Chi è Laura Castelli

Laura Castelli è un’attivista storica del Movimento 5 Stelle: è stata eletta deputata nel 2013 con i pentastellati e rieletta a marzo del 2018. Con la nascita del governo Conte, formato da M5s e Lega, è stata nominata sottosegretario al ministero dell’Economia nel giugno del 2018. Durante la scorsa legislatura, dal 2013 al 2018, è stata membro della commissione Bilancio di Montecitorio.
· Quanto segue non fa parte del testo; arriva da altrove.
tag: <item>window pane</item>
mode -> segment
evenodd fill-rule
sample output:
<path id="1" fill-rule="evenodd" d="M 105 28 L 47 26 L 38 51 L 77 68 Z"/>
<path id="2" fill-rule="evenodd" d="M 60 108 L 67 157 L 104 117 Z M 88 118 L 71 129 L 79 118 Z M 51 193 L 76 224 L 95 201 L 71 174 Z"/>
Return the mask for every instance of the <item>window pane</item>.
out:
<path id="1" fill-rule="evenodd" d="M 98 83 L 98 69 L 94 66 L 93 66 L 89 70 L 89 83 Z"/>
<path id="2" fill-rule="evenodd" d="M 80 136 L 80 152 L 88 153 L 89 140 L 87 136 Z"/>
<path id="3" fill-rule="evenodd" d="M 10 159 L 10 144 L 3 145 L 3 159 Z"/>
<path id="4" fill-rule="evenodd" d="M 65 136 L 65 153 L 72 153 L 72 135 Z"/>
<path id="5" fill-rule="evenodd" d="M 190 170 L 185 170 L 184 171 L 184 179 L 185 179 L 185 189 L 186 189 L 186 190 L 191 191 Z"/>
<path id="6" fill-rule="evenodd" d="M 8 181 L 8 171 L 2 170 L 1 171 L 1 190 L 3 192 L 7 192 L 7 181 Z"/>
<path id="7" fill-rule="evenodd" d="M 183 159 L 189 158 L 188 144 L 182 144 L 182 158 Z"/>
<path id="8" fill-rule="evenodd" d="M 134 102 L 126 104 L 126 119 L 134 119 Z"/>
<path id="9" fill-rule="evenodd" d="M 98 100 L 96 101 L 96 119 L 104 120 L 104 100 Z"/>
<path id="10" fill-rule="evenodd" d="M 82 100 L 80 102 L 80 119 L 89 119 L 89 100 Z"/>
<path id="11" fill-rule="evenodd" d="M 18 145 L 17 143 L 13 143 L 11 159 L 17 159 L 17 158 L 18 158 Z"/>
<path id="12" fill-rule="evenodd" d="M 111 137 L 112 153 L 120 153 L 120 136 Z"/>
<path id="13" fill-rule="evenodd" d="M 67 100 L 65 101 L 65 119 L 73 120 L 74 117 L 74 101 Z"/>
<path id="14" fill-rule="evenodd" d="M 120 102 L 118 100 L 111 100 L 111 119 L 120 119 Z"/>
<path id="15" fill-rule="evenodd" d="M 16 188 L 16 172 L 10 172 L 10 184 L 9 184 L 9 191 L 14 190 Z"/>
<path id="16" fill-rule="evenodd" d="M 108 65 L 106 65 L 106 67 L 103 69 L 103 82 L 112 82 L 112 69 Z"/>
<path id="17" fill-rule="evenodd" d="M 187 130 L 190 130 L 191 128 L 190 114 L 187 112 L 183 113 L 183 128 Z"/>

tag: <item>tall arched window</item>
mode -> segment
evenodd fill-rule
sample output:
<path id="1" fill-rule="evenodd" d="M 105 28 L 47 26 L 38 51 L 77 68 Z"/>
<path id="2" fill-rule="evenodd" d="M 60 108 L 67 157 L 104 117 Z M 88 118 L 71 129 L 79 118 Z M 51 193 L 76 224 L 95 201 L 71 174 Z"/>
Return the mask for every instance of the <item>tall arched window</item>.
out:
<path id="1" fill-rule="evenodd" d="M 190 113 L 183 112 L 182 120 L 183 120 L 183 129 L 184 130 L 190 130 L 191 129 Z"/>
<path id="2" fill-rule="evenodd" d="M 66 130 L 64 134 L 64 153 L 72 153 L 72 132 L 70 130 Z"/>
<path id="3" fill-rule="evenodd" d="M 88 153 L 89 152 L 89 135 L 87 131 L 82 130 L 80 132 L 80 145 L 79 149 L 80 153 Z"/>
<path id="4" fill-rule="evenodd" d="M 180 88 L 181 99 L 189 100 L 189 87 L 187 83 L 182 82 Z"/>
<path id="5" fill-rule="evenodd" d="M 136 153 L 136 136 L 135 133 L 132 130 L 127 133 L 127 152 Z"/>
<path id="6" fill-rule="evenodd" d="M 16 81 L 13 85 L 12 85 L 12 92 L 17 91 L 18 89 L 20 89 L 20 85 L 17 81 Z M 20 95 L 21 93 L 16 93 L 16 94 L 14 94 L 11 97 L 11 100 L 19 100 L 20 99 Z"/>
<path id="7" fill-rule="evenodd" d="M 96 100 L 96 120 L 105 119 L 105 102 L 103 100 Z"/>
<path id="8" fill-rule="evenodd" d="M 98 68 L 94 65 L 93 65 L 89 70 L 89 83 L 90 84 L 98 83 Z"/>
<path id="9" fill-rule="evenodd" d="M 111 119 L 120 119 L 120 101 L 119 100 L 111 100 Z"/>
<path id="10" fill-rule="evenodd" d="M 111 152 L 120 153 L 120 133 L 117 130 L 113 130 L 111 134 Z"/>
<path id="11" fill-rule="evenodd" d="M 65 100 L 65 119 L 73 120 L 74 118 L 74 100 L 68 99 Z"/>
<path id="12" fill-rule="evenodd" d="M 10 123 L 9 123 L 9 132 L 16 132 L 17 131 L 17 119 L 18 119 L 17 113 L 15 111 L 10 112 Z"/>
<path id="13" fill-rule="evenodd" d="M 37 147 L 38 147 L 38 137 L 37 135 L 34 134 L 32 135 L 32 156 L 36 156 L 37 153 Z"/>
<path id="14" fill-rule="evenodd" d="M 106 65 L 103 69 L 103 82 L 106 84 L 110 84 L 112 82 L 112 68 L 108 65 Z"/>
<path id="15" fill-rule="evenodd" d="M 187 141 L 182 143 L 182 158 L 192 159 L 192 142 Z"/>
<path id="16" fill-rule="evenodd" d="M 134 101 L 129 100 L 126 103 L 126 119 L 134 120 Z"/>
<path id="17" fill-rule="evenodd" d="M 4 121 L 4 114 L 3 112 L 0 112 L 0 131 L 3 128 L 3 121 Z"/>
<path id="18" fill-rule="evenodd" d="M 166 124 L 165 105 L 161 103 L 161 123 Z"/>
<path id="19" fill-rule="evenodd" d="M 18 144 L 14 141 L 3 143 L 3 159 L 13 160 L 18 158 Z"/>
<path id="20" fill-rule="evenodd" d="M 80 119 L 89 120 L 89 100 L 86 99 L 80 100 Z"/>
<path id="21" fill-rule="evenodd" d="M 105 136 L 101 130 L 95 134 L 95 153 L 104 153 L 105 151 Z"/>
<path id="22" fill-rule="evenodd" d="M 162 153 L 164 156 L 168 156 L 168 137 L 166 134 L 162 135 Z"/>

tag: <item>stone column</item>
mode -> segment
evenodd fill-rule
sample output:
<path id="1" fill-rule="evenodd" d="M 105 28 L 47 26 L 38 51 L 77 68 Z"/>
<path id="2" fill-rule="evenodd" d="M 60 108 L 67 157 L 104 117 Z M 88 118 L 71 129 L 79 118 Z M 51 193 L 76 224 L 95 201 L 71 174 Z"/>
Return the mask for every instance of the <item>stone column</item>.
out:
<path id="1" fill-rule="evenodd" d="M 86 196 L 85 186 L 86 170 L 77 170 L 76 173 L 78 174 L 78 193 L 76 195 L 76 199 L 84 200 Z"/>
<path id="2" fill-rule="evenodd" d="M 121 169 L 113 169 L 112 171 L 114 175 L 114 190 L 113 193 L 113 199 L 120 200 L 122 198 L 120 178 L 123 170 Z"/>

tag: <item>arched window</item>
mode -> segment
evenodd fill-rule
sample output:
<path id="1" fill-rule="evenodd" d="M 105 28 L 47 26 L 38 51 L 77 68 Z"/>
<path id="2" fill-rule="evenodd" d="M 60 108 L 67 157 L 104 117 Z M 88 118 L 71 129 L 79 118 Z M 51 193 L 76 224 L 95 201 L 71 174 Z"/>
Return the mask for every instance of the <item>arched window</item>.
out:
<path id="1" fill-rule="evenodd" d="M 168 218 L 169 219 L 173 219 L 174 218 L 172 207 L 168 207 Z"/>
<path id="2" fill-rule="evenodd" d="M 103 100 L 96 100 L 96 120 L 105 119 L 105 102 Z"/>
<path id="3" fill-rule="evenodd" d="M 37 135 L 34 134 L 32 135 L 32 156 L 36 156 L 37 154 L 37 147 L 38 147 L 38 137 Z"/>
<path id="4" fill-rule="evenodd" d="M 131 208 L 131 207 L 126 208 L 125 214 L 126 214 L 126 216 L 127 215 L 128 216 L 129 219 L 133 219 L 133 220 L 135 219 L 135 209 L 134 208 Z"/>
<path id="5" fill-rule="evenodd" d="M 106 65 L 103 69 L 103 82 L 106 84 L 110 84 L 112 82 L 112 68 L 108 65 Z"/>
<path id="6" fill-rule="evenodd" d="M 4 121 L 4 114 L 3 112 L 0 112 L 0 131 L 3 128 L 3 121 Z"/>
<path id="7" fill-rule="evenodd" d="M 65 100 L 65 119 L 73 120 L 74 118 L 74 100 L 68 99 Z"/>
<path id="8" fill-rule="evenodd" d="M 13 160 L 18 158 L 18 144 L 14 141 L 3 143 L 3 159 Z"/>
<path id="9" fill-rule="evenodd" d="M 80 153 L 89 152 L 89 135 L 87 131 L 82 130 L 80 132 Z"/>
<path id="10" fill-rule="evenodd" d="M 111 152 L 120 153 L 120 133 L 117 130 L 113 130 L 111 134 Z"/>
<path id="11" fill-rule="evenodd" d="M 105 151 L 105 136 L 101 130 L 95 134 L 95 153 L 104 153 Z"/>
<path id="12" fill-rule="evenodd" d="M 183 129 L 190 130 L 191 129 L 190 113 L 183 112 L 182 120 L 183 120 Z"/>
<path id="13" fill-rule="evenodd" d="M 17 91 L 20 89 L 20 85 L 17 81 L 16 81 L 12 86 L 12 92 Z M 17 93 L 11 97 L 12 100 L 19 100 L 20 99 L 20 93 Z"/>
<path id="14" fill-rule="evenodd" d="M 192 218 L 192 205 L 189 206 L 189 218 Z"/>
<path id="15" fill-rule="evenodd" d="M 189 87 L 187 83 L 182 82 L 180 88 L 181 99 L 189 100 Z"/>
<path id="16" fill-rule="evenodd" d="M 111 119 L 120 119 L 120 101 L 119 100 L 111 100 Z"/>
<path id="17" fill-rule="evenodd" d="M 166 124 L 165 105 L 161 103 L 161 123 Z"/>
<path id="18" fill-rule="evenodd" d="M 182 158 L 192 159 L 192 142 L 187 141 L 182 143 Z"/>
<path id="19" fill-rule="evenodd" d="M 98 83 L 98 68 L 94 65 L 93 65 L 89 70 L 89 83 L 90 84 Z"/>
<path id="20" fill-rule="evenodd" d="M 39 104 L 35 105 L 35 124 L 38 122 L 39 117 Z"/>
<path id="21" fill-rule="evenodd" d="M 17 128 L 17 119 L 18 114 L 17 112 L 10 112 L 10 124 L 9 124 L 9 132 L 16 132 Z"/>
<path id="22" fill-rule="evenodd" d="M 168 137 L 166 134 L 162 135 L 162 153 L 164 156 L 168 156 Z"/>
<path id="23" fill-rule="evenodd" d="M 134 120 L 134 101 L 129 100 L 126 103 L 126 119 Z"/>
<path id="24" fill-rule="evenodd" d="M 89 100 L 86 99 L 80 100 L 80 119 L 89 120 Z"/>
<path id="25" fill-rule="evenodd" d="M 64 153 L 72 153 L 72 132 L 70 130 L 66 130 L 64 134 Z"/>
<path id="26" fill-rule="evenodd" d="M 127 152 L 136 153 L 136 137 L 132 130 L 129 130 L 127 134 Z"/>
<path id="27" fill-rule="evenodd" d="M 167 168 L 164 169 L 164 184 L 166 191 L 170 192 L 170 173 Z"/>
Durante la stesura del contratto di governo tra Lega e Cinque Stelle, la Castelli ha partecipato a molti dei tavoli che hanno poi portato alla realizzazione del contratto che ha dato vita all’esecutivo.

Chi è Massimo Garavaglia

Garavaglia è un deputato della Lega, con una lunga militanza politica alle spalle. È stato sindaco di Marcallo con Casone, per due mandati, dal 1999 al 2009. È stato eletto parlamentare per la prima volta alle elezioni politiche del 2006 nelle liste della Lega. Nel 2008 è passato poi al Senato, ricoprendo la carica di vicepresidente della commissione Bilancio. Nel 2013 viene confermato, sempre nel collegio Lombardia, senatore. Ma subito dopo, nel marzo del 2013, è stato nominato assessore all’Economia della Regione Lombardia dall’allora presidente Roberto Maroni, dimettendosi così dalla carica di senatore. Nel 2018 è stato poi eletto deputato e nel giugno dello stesso anno è diventato sottosegretario all’Economia.